When election officials in the Northwest Territories announced last year that the territory would be the first jurisdiction to use online voting in any provincial or territorial election, there was some public excitement. But that excitement quickly became overshadowed by warnings from cybersecurity experts who claimed the online voting systems of the day just weren’t secure enough to be used in an election. Regardless of those concerns, Elections NWT went ahead with its online voting plans and in the October 2019 election, 3.7 per cent of voters in the N.W.T. used the Montreal-based Simply Voting online platform to cast their ballot. The controversy surrounding the N.W.T. ‘s use of online voting is back in the public realm this month as a committee of MLAs is spending several days studying the process to see if it should be used in future elections. In her report to the N.W.T. Legislature on last year’s election, the territory’s chief electoral officer Nicole Latour is recommending thevernment amend the N.W.T. Elections and Plebiscites Act so that she can develop a set of procedures so that online voting can be a permanent part of future territorial elections.

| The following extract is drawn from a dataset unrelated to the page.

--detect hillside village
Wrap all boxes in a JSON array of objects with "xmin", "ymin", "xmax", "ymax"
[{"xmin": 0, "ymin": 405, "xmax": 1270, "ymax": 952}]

But in a presentation to the standing committee on rules and procedures Tuesday, one of the world’s leading election cyber security experts Aleksander Essex recommended the opposite.

China: Joshua Wong’s pro-democracy group Demosisto disbands hours after Hong Kong security law passed | Kelly Ho and Tom Grundy/Hong Kong Free Press HKFP

The group announced on Facebook on Tuesday afternoon that it respected the decisions of leading members Joshua Wong, Nathan Law, Agnes Chow and Jeffrey Ngo, who decided to step down hours after China’s top legislative body passed a law that is set to criminalise secession, subversion, terrorism and foreign interference in Hong Kong. “Demosisto believes it will be difficult for the group to maintain its current operation… members should use more flexible means to join in protests,” the group wrote on Facebook. “[We] now announce to disband immediately on this day and suspend all committee affairs.” The group was founded in 2016 as a political platform and sought to field candidates for legislative elections. However, its nominees were repeatedly barred from standing for election with authorities citing their stance on “self-determination” for the city.